My Fiction Put Me In Debt

Last week my father told me that his local Safeway had closed down, soon to be replaced with a Whole Foods. Normally this news would’ve tickled me – I’m a Whole Foods addict – but I was inexplicably sad. He now scans the weekly store flyers and shops the best deals.

Why did this conversation leave me feeling so tender, so emotional? I realized it was the first time I thought, I want to be like that. Like my father. Careful, methodical. Good with money.

The money story has always been big for me. As a small child I constantly compared myself to others – me often holding the short end of the stick. Everyone else got the best toys, the best food (hot dogs and sugary cereals), the best clothes. I got a dad who seemed to say ‘no’ to everything.

It made me angry. It made me sad. It made me feel like there was something wrong with me. The really cool things were reserved for other people, and I didn’t belong in that world. I let my money stories form the reality that is my life now. I rebelled against my father’s practical ways, to the point where I’m in major financial debt. I’ve been on a hamster wheel, running to catch up to some elusive ‘there’. And the older I get, the further away ‘there’ seems.

But I’m getting that no one is responsible for this, but me.

I’m the one who’s chosen to interpret my life events as I have. I’m the one who’s assigned deep meaning to old memories…and this meaning no longer serves. For years, I viewed my dad in a certain way because I’d trained myself to see only what supported my stories.

Yeah yeah, he put food on the table and clothed me. Yeah yeah, he was expelled from his homeland of Uganda and lost everything he owned. Yeah yeah, his own father didn’t talk about money.

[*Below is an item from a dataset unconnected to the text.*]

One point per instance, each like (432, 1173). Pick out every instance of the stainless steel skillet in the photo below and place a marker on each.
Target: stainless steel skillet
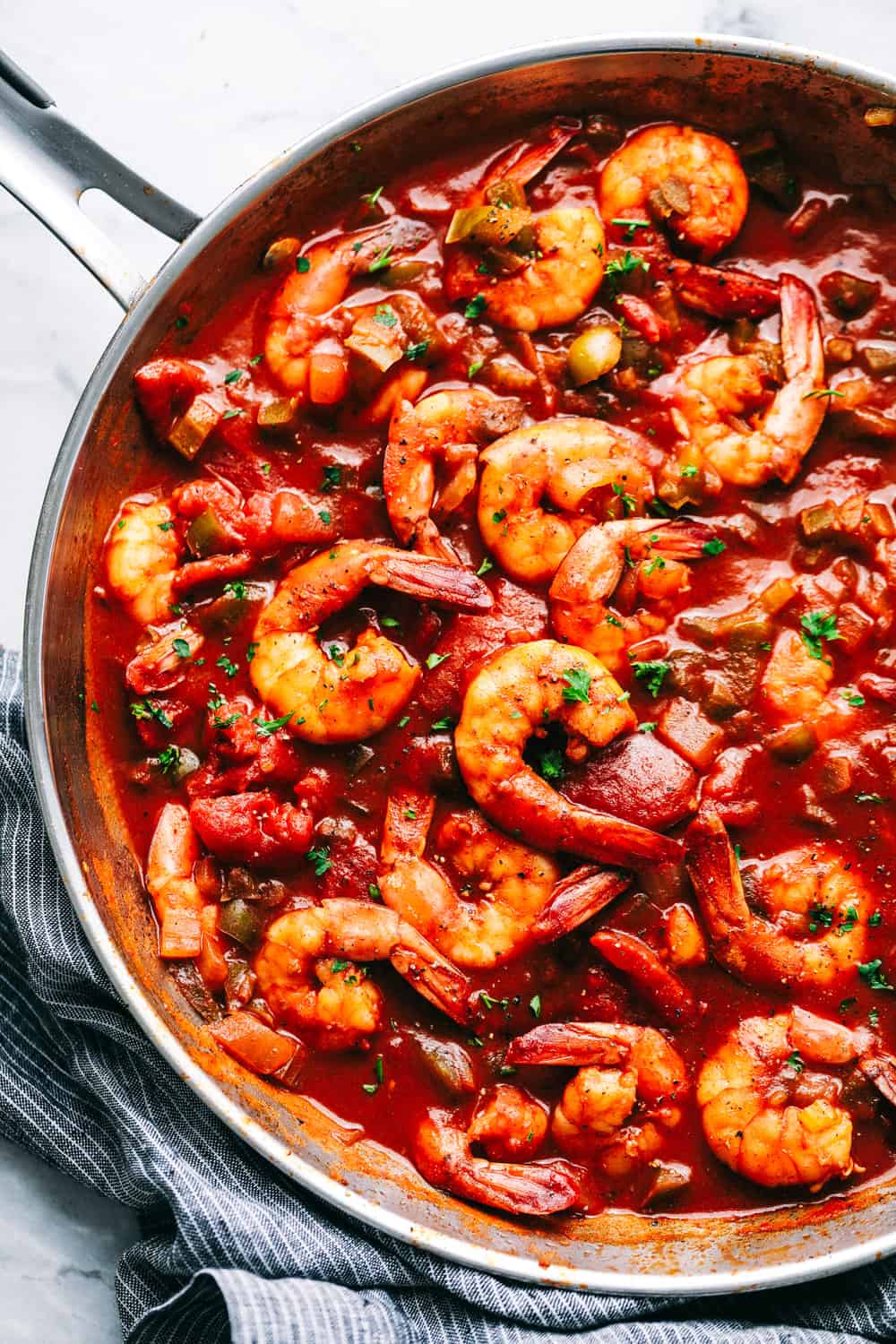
(732, 85)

So what? He should have known better. Been more successful. Given me more. Showed me how to manage my finances.

Right.

These past few months have been transformative. I’ve really felt the emotional impact of my judgment and resentment. And I don’t want to carry them anymore. I know we’re not supposed to be ashamed of ourselves; shame is so disempowering. But I am ashamed of how I’ve held others responsible for the situations I’ve created. I’m now seeing the power I have to choose and to create differently.

My financial situation is a reflection of my inner state. The more I willingly, authentically release blame, the more I find space in my heart, and in my finances. Blame doesn’t have my money in a chokehold anymore. There is room for me to move, to grow, to be free, and to allow the possibility for new, loving relationships with those most dear to me.